Hooray for Rab Bennetts (AJ 2.3.00) and Stuart Barlow (9.3.00)! For too long, the development of knowledge and skills within our profession has been hijacked by well-meaning theorists with little or no practical, let alone artistic, experience. The arguments have, of course, been well rehearsed and the 'old fuddy duddies' out in the field, so to speak, have often raised their voices previously (even in my own time at the AA, 19671977). But it all seems more pertinent now in the emerging virtual environments we are able to create with technologies that run the risk of eroding such basic skills as the co-ordination of hand (ie drawing), eye (perception) and brain (thinking). Originality is not and never has been commensurate with creativity.

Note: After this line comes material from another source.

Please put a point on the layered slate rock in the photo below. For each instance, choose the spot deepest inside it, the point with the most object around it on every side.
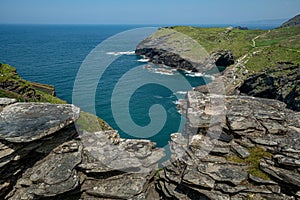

Stuart Barlow refers to the nuts and bolts of putting buildings together - perhaps as realistic is the learning process of taking existing buildings apart and their refurbishment. His reference to the desire of many 'young architects' to take charge of design (is this media driven? How about the AJ doing a feature on 40 architects OVER FORTY? ) arises in my mind from the failure of our educationalists to understand, let alone being able to impart, the intricate subtleties of the briefing process. Banwell 1964, Latham 1994, and, most recently, Egan, all point to the failure of not only our profession but the industry as a whole in this fundamental sequence in the design and procurement path.

In addition to a lack of basic construction skills, there is a lamentable deficiency in the management of projects (I avoid the 'PM'term, as it often raises hackles). It seems clear to me that the emergent graduate is barely aware of the process of change, which is the common factor in the development of the built environment (ie as architects we change space, light, time, etc), but worse, as a result, they have no skills or expertise in the management/control of change and thus cannot comprehend the consequences of their actions nor consider themselves responsible.

How can we help? Well, we could try to clone Sam Webb, to name but one whose contribution has gone against the general trends. But seriously, if we as 'practitioners' want better 'results' we shall just have to roll our sleeves up and try to get involved. The profession can only be what we want and make it to be.

However, judg ing from the apathy of the profession evidenced in the turn out of the recent ARB elections I suggest that we don't hold our breath.